For the past week or so, the US dollar has rallied strongly against its major peers thanks to the drama in Ireland and in the Korean peninsula. Ireland needed about €85 billion ($114 billion) to help service its ballooning deficit and to provide some liquidity in its commercial banks. With the Irish economy contracting for the last three years, and its debt seen to exceed 120% of its total output, Ireland’s long term credit score was downgraded. Last week, Ireland’s credit rating was downgraded by the international ratings agency, Standard & Poor’s, to A from AA-. This, of course, was coming at the heel of Greece which in 2009 caused a ruckus in the financial market because of its deteriorating fiscal condition.
In the Eastern part of the globe, the growing tension between North and South Korea also caused panic among investors which in turn benefited the like of the US dollar because of its “safe” nature. In a surprising turn of events, North Korea fired its artillery towards a populated territory in South Korea which killed at least 4 people and injured dozens. South Korea, of course had to respond by firing towards the North as well. At least for now, though, the firing between the two Koreas has come to a standstill. Still, with news that the North is operating “thousands of uranium centrifuges,” the threat of war remains.
In my opinion, the worse case scenario in the two regions, eurozone and Korea, may already have been “priced in” by the market. Greece and Ireland’s fiscal situation have already spread beyond their borders by causing the spreads in the other countries’ sovereign bonds to widen. It’s no secret that other countries like Spain and Portugal are having difficulty servicing their spending and debt as well. The only difference now is that they will have to pay a larger cost if they needed to borrow more funds.In Korea, while a war is still a possibility it is still quite unlikely given today’s international diplomatic processes. Nevertheless, a war could indeed sink the international market and propel the USD upward.

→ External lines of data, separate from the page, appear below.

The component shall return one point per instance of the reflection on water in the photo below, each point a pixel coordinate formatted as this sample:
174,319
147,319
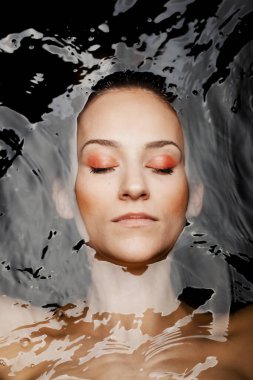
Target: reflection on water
205,51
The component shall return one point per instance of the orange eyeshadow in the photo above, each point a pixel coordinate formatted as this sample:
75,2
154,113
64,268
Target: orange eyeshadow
162,162
100,161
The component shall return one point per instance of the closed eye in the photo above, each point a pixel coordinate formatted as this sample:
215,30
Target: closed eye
101,170
163,171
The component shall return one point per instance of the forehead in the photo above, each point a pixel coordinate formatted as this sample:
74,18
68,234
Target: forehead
129,113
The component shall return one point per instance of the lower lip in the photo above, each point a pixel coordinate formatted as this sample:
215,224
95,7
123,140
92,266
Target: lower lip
135,222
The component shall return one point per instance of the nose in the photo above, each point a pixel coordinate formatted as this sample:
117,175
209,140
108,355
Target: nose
133,186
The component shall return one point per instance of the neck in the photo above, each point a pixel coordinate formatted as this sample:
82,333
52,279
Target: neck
117,291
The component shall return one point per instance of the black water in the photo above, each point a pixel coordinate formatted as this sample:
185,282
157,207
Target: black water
49,59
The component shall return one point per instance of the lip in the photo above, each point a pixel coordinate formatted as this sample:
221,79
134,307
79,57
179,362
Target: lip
134,219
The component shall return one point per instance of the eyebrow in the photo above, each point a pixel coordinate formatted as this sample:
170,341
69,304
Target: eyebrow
115,144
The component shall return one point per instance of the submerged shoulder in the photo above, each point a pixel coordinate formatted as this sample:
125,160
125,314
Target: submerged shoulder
16,313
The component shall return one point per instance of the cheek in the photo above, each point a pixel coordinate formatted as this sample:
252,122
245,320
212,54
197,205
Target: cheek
85,196
176,197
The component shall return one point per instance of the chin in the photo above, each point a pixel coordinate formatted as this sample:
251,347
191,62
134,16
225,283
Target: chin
132,256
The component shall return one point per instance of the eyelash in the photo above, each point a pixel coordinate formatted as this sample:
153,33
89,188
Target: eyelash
106,170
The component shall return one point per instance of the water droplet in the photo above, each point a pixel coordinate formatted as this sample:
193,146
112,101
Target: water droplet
25,342
59,315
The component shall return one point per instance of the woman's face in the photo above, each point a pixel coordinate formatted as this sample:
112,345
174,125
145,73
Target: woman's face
131,186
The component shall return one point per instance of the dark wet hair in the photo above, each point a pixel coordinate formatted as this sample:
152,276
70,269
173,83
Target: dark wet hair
133,79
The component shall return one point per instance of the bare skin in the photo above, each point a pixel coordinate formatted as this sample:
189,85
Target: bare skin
71,346
131,154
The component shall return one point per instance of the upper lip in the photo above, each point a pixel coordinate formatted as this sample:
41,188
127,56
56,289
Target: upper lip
134,215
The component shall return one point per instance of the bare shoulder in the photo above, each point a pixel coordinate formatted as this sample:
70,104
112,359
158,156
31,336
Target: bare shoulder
241,331
242,320
16,313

Technically, the US dollar index has retraced back to the neckline of the previous head and shoulders formation after touching a low of 75.631 in the first week of November. Interestingly, the neckline also falls in line with the 61.8% Fibonacci retracement level of the most recent down wave. With an overbought condition, as indicated in the stochastics, and the last daily candle forming a bearish doji, it is quite likely that the USDX dip again. If it does, it could fall back to 76.00 once more. But if risk aversion persists and the index manages to break above the neckline, it could the reach 83.00.